A typical litigation case involves:

  • 2,000-5,000 pages of documents to review
  • 40+ hours of manual research across case law databases
  • 10+ hours drafting briefs, deposition questions, and summaries
  • Multiple rounds of human review and revision

Multiply that by 50 active cases per firm, and you understand why legal tech is a $30B market.

Architecture: The Agent Graph

We didn’t build a chatbot. We built a multi-step autonomous agent using LangGraph that orchestrates the entire workflow:

Document Intake → Chunking → Vector Indexing → Research Agent

                                              Analysis Agent

                                              Drafting Agent → Human Review

                                              Revision Agent → Final Output

Each node in the graph is a specialized agent with its own tools, prompts, and evaluation criteria.

1. Ingestion Pipeline

Documents arrive as PDFs, Word docs, and scanned images.

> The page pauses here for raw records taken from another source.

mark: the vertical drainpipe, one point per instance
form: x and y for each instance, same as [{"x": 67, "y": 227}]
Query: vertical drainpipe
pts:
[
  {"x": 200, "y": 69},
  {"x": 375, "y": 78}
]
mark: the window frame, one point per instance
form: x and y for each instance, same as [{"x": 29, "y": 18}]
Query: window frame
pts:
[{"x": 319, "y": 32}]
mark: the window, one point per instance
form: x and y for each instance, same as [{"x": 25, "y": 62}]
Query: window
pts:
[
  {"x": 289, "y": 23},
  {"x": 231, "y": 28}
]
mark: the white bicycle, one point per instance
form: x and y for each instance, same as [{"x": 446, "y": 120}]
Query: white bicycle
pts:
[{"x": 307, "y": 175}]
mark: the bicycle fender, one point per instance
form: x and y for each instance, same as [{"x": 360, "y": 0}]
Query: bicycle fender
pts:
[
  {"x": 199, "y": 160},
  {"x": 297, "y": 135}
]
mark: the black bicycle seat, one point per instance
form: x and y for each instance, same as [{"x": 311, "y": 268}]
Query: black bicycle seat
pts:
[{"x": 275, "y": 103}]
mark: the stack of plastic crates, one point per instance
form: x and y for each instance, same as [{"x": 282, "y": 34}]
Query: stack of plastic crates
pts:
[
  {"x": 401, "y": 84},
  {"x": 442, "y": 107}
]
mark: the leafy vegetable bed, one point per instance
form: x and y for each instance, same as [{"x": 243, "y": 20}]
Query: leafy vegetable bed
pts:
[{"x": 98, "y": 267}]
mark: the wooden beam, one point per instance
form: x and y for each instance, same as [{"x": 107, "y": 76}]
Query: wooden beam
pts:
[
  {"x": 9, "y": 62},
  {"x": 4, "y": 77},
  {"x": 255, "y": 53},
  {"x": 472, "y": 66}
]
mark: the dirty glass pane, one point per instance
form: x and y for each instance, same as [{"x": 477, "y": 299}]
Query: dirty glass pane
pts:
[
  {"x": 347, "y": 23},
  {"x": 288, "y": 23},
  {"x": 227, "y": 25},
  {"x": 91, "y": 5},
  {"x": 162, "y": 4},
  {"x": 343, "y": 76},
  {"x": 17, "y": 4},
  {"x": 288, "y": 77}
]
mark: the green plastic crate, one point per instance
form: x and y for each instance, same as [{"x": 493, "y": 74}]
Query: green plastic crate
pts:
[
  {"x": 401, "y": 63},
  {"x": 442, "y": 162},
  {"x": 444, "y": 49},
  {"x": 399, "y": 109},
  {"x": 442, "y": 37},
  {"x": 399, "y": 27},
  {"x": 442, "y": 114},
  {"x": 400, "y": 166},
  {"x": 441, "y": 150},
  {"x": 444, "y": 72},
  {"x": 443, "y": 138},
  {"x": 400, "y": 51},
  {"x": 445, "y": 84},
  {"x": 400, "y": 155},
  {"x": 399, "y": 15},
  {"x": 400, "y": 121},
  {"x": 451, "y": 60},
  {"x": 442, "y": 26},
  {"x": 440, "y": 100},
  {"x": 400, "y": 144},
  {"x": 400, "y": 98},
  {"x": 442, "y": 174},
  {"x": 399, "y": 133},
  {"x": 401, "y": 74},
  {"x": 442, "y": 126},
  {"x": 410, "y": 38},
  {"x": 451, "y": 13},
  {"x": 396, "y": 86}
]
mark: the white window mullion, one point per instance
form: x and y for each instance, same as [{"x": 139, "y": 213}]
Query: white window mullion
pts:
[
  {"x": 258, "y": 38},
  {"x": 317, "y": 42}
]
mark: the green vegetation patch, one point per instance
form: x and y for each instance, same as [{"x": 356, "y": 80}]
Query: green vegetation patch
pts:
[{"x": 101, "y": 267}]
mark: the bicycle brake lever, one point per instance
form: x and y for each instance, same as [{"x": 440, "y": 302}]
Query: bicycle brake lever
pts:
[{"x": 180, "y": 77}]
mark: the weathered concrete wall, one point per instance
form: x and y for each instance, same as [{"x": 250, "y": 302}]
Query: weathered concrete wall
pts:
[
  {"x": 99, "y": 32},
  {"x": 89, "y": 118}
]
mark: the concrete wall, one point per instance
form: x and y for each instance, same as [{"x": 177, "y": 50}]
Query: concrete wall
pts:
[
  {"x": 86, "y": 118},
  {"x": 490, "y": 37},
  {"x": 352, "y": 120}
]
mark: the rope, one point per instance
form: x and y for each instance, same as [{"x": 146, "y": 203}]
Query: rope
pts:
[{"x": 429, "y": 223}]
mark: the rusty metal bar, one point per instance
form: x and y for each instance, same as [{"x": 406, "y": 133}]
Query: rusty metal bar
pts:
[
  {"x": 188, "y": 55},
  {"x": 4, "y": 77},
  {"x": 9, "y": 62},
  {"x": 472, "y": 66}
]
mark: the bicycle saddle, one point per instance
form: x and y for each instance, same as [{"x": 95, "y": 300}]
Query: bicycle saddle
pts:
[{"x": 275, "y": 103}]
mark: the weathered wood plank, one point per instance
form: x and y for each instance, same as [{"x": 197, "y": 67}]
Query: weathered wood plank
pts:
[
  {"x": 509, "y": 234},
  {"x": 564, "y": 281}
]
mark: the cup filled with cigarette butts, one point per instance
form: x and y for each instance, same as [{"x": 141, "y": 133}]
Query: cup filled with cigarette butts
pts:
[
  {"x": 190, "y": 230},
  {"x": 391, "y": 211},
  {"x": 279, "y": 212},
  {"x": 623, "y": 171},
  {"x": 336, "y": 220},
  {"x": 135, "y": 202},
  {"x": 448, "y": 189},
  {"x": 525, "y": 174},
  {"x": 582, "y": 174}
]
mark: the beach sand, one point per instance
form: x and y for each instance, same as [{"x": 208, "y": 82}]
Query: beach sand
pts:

The pipeline:

  • OCR for scanned documents (Tesseract + custom legal form detection)
  • Chunk-based ingestion — 512 tokens with 100-token overlap, respecting section boundaries
  • Metadata extraction — dates, parties, case numbers, document types
  • Vector storage in Pinecone with ElasticSearch for hybrid retrieval

2. Research Agent

The research agent uses RAG to find relevant precedents and case law:

research_agent = create_agent(
    llm=ChatOpenAI(model="gpt-4-turbo"),
    tools=[
        vector_search_tool,
        elasticsearch_tool,
        case_law_api_tool,
        statute_lookup_tool,
    ],
    system_prompt=LEGAL_RESEARCH_PROMPT,
)

It doesn’t just search — it reasons about relevance, identifies contradictions, and ranks findings by applicability.

3. Drafting Agent

The drafting agent generates:

  • Brief summaries with citation-backed arguments
  • Deposition questions tailored to case strategy
  • Clause suggestions for contracts with redlining
  • Courtroom-ready summaries for judge review

4. Temporal Orchestration

The entire pipeline runs on Temporal workflows for reliability:

  • Automatic retries on LLM failures
  • Human-in-the-loop approval gates
  • Parallel processing of independent document batches
  • Complete audit trail of every AI decision

Results

After 6 months in production:

  • 80% reduction in document prep time
  • 95% accuracy on citation verification (validated by senior attorneys)
  • 3x more cases handled per attorney
  • Zero hallucinated citations shipped to court (human review catches 100%)

Key Insight

The game-changer wasn’t the AI — it was the workflow orchestration. Any team can call GPT-4. The hard part is building a reliable system that handles failures, maintains quality, and integrates with human judgment.

AI agents aren’t replacing lawyers. They’re turning every lawyer into a team of ten.